Author: Shelley the pirate in CA
Date: 11-11-09 21:16
Bonnie, after having a HORRID experience with color bleeding, I always wash my fabric before I cut into it. Washing also removes all the chemical sizing, surface dirt .... and importantly for me, it allows the grain to relax.
When yardage is put onto the bolts at the mills, it is under great strain. The chemical sizing helps keep the grain that way.
You know that when the store cuts the yardage, they are very careful to cut it as perpendicular to the selvage as possible. Sure looks straight, doesn't it? When you wash/dry it and then align the selvage edges, all of a sudden those cut ends are horribly "off grain" .. or so it seems. Sometimes I've lost as much as 6 inches from the cut ends.
In reality, the grain has been relaxed enough to revert to how it wants to hang, instead of being forced into alignment. You want the grainline to be as it should be ... relaxed .. so that when you make your garment, pillowcase, quilt, whatever ... it will hang properly.
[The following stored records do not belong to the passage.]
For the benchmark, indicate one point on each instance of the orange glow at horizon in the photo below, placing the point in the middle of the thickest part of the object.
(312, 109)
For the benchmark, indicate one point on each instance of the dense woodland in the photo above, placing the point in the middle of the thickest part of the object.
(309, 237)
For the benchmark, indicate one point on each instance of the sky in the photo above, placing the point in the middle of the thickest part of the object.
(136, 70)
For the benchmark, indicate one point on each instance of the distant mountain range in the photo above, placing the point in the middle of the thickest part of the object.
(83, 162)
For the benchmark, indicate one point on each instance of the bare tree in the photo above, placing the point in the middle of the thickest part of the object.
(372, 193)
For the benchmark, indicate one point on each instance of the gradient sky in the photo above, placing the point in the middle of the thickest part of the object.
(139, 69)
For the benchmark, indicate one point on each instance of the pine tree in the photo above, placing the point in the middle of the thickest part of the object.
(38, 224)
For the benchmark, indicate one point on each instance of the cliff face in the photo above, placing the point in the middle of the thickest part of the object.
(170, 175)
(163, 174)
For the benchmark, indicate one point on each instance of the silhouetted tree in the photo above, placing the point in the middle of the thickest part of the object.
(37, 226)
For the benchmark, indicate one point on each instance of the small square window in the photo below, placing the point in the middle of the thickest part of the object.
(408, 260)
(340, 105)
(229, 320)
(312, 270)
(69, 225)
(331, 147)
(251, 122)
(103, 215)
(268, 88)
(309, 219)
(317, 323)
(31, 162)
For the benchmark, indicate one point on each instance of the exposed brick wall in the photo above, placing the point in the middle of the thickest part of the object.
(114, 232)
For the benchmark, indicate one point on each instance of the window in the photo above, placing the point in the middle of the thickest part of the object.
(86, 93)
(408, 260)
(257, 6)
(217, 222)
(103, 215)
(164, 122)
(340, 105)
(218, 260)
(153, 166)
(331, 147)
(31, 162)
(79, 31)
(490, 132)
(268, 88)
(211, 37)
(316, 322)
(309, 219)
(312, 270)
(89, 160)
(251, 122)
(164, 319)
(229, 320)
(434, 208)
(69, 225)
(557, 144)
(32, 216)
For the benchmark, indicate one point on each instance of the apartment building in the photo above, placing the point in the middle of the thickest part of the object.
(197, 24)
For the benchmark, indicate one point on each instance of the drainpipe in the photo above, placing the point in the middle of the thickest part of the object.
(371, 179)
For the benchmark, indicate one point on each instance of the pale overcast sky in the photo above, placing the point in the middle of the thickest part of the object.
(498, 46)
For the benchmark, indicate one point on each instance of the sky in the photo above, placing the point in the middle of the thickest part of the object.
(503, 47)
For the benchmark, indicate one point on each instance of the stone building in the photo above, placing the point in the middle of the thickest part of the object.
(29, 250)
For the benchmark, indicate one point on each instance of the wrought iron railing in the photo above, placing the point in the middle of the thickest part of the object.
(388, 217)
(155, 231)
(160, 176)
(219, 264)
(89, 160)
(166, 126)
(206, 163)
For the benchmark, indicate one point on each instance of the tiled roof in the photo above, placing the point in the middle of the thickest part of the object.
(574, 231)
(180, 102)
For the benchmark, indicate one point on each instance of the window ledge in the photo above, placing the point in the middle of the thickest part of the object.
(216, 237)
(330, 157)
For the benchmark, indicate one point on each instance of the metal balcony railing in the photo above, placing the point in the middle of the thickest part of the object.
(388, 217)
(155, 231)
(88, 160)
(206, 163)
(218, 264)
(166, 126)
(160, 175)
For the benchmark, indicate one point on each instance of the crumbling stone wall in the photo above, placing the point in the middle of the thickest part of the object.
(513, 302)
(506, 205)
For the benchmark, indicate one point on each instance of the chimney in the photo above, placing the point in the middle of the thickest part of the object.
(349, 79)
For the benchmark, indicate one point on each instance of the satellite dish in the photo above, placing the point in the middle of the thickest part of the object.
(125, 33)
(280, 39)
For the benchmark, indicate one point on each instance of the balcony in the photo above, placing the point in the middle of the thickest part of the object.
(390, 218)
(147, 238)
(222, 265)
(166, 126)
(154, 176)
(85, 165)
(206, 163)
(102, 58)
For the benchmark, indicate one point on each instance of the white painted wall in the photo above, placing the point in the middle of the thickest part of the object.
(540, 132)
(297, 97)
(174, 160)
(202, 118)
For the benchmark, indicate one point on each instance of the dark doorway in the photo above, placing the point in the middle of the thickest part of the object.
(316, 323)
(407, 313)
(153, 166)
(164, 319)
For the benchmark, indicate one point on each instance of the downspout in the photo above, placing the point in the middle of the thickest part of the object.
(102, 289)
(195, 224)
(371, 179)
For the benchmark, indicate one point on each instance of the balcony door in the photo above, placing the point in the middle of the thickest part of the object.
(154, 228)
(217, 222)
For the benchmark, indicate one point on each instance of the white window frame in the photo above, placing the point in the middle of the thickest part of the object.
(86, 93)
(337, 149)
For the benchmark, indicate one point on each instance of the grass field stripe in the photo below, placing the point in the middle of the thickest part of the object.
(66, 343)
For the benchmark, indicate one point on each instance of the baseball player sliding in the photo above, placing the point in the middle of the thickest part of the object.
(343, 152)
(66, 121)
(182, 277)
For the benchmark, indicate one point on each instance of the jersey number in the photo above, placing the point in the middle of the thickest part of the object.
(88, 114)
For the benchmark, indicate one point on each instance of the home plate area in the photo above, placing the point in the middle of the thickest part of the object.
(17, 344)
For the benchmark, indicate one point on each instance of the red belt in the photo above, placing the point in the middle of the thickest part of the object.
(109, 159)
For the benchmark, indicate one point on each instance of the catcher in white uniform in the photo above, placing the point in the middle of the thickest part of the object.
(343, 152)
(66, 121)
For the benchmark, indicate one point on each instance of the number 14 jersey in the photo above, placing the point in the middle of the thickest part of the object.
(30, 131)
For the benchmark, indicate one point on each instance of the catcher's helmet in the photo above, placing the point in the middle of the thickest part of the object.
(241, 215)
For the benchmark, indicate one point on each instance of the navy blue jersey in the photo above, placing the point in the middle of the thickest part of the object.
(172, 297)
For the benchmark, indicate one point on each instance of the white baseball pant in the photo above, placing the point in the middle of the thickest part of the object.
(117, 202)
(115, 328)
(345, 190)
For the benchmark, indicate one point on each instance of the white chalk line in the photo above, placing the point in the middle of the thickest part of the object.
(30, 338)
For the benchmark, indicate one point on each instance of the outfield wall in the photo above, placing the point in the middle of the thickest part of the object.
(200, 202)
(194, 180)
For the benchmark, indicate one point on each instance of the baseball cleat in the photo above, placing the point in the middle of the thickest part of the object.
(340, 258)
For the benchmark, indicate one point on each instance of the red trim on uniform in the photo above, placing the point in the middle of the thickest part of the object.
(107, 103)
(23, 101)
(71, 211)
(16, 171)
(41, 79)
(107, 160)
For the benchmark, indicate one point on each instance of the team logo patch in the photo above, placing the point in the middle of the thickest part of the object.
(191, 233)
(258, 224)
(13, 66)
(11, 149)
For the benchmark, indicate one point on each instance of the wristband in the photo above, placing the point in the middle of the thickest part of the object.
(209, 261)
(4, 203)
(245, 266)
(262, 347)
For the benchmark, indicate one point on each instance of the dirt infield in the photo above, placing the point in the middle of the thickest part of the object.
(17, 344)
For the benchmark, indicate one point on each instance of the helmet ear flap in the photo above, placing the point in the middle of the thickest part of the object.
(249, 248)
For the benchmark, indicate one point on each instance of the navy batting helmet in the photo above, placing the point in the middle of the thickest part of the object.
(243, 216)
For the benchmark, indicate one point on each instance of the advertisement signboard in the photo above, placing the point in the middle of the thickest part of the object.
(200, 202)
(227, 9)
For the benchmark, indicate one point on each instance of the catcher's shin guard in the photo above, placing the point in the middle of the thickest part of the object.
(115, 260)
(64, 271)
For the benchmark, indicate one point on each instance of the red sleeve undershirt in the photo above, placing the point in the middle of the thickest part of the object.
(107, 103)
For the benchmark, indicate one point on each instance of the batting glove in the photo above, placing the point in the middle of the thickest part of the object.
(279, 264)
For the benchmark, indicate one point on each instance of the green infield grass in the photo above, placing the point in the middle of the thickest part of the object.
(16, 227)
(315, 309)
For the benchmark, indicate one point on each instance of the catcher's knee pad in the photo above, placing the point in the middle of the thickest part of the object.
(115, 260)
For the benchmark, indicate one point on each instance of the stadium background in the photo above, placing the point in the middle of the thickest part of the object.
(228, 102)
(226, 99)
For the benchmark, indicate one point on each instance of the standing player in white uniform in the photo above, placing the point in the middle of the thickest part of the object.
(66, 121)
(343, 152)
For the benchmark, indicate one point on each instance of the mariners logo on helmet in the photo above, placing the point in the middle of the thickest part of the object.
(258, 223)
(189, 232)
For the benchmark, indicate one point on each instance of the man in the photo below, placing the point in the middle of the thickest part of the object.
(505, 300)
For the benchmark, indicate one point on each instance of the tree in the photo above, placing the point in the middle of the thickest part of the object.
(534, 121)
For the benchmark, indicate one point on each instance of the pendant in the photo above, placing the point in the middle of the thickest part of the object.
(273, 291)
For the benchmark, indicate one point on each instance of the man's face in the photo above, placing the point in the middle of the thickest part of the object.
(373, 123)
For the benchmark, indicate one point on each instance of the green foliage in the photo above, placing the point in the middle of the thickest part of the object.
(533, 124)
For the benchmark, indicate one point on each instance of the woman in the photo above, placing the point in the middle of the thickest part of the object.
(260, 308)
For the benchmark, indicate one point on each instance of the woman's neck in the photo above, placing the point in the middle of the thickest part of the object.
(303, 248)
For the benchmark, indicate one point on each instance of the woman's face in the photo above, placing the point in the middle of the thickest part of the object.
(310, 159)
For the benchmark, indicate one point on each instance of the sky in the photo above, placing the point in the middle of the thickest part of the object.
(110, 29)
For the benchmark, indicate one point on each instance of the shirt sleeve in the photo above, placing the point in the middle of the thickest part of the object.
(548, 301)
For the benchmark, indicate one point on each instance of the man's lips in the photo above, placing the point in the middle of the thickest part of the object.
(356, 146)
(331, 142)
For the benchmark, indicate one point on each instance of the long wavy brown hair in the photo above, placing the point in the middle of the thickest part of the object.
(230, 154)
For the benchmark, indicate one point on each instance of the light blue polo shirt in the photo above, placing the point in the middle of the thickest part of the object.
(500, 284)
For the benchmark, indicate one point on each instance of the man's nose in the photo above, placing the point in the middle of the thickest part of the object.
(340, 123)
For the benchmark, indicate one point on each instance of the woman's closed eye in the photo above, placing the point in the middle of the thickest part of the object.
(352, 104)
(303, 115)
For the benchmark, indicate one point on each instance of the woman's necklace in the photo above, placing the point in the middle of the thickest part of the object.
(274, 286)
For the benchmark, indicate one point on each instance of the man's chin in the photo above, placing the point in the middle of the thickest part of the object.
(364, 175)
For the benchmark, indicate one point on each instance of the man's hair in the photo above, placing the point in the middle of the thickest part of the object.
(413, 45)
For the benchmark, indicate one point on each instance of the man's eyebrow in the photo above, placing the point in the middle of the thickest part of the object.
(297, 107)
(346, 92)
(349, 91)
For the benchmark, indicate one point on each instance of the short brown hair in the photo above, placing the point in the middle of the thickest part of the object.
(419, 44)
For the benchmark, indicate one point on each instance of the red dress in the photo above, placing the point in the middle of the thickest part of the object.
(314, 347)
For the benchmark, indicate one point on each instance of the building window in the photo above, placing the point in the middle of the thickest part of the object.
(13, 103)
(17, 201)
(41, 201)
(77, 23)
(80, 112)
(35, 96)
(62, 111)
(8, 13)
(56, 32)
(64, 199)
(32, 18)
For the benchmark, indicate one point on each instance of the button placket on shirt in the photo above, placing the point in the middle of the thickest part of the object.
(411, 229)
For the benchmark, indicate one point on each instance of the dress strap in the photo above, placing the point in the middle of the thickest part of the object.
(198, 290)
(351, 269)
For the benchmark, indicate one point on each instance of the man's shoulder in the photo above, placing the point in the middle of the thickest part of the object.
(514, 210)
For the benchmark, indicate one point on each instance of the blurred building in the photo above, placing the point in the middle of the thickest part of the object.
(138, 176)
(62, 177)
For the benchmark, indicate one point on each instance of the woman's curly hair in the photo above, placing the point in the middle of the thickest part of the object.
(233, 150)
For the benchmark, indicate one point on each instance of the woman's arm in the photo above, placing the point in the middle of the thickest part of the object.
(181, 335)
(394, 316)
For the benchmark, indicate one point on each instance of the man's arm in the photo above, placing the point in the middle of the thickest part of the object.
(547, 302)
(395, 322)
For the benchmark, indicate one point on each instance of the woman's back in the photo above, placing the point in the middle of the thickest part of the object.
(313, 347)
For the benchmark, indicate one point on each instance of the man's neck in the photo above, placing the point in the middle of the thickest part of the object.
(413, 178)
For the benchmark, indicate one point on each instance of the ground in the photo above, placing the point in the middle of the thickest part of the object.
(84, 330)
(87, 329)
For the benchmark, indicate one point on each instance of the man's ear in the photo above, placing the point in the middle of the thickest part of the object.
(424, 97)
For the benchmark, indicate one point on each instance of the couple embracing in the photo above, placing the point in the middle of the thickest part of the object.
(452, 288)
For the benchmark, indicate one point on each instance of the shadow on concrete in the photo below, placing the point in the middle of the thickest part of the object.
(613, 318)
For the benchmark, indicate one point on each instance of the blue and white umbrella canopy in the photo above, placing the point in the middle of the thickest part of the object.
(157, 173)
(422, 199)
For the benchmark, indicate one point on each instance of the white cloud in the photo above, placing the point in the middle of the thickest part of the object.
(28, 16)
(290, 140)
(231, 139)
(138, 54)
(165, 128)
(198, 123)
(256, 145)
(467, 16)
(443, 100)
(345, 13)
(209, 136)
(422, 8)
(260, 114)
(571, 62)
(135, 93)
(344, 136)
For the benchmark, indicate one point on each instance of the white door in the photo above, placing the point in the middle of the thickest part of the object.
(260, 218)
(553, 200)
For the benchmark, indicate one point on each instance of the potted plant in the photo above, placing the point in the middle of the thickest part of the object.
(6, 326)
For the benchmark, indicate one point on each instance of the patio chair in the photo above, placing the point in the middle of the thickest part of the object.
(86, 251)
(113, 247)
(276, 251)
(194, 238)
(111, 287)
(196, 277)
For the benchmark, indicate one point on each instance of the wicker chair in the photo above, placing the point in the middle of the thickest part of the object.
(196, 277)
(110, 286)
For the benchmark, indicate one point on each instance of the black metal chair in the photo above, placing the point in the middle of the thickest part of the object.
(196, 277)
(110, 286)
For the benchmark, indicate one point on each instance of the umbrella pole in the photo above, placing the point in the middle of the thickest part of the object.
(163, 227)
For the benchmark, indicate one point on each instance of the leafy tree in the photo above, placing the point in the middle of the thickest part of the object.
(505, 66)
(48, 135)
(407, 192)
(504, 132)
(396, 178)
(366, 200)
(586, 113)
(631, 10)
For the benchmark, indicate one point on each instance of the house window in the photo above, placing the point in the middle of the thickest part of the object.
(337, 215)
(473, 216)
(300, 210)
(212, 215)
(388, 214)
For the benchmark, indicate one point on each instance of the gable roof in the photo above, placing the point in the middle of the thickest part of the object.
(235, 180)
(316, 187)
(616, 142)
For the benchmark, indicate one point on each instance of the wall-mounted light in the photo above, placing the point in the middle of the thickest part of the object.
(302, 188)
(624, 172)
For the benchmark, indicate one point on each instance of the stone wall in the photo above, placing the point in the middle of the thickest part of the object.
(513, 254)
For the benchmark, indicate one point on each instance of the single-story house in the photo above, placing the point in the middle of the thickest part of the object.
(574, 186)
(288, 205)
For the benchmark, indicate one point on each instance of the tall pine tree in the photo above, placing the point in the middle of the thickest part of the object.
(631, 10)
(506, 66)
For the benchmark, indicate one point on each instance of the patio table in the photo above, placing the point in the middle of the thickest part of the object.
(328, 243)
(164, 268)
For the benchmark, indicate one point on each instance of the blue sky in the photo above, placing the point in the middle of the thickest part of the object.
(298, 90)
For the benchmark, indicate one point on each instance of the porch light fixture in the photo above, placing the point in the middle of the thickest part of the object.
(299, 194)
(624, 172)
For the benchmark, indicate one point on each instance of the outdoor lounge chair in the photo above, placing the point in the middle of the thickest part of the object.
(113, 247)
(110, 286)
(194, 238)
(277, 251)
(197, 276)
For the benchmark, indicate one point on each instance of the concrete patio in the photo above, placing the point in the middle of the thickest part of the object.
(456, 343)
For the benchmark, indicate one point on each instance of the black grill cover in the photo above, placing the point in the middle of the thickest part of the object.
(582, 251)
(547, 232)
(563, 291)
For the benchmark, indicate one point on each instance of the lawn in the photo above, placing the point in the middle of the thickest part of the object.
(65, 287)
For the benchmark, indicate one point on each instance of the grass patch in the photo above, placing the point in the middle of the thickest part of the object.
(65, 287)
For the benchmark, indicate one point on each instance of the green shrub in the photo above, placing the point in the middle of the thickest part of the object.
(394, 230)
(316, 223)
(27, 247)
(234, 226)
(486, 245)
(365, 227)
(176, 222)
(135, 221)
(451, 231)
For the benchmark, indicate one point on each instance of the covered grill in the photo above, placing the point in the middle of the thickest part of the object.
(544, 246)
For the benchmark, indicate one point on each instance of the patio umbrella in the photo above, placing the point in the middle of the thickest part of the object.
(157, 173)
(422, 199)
If you cut your fabric before washing it ... make your item THEN wash it, sure enough the grain is going to relax but your item very well may not hang properly. Maybe that's not too important for a mere pillowcase (but folding it flat could be a problem), but for garments that you wear, not being on-grain is disastrous.
So, for all of those reason, when I buy fabric, before it ever goes into the sewing room or stash, it first makes a detour to the laundry. Always.
But, that's just me. :-)
Shelley, Walnut Creek, CA
Jolly Rodgers:the Portuguese Pirate!